Tuesday, May 27, 2014

Two Pages a Day: Two Hundred Thirty Three and Two Hundred Thirty Four



             “Tomorrow,” said Jerem Cozak, “they may decide to build the city differently, or I may instruct them to.” Then, when he caught me looking at the strange rainbow again: “Yes, that is them, too, though I think it may be too much. But they say they are paying tribute. They will not say to what, though I think our ally might have learned.”

            It seemed strange to me that there was anything the White Swarm would not tell him. “It is all so beautiful,” I said.  

            He shook his head. “Yes, but I did not wait to show you something beautiful.” He led me between two buildings, one of which was like a spiral cut in half. On the other side the space opened into a simple circular plaza, on which sat nine metallic frames, shaped like long, thin seeds and black as the color of the void between the stars. Though they were very long, perhaps thirty paces, they were not much taller than a man standing.

            “So we will remember,” he said, “what awaited us here.”

            “I’m afraid I don’t understand.”

            He waved a hand toward them. “These were spikeships, or needleships, as they were once called both. Our ally arrived in one. But they come from Black Orchids, the large spheres that once besieged our world before its fall. Do you remember?”

            I nodded my head. He went on.

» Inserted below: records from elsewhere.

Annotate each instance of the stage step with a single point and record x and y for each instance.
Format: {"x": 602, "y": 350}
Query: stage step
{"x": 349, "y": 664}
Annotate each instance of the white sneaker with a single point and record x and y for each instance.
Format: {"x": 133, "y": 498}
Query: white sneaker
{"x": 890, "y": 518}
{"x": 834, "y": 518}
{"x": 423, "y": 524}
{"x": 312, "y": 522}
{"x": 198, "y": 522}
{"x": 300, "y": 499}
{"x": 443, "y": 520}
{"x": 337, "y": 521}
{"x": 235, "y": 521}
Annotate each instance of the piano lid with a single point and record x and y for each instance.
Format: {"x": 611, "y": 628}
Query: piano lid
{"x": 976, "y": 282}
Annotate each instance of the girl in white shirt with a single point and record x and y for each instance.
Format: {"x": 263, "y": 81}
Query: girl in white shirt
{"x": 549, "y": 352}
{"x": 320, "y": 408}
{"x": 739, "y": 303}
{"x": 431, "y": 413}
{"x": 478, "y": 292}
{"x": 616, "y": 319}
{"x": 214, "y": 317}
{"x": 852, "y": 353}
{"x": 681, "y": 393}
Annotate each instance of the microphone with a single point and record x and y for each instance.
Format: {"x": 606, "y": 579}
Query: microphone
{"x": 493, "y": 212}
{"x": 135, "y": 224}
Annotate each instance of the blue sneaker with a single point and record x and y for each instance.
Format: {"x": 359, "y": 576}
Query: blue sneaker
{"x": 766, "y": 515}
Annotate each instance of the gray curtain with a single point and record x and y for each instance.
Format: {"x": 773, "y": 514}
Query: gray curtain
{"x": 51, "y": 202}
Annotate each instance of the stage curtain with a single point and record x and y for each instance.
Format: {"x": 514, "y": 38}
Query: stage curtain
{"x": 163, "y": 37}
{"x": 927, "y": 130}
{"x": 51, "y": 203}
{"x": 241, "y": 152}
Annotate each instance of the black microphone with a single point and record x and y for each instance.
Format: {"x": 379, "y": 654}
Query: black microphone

            “Nine ships, one for each khrall. Faster than the Orchids, they came ahead. They brought with them the shockpikes that killed your mastodon, and mine. They filled these ships with them. They brought them specifically for that purpose. But these ships are how they arrived first, and why we were all deceived. Perhaps we will never know how.”
           
            I nodded. “The fire,” I said. “Why was there one? You never answered, though you yourself asked the question. And I did not think to ask it at the time.”
           
            “I did not either, for I never saw the flames. But our ally lead twenty five thousand men over the cliffs above, to their certain deaths. Their valkyries fell upon the city as a barrage, and their explosions began a conflagration that reduced all the buildings of Kasora to slag. The armed host waiting to trap us was entirely destroyed.”
           
            “Better, then, that we were immune to fire.” 
           
            He laughed again, then sobered. “Just so, though it did not save everyone.”
           
            “Were the khrall destroyed?”
           
            He shook his head. “They are harder to kill than that. But they were certainly dismayed. They needed that army to defeat us on the ground. And they realized, at the end, that that was exactly what they needed to do. But because of her they failed, and lost everything, and left.”
           
            “Why?” I asked. “I don’t understand. I see no one hurry, and the city is remade. But is there not a fleet of Black Orchids still coming to rain down death upon this world? And if our ally did find the lightships, when why did she sacrifice herself to save us, when she could have taken this city from above? Last, if she did not find them, as I’m guessing she did not, why are you so glad? What exactly has happened here?”
           
            He smiled again. “Just so! Now you ask the right questions! But they are so many I cannot answer them myself. Come, I would show you something else.”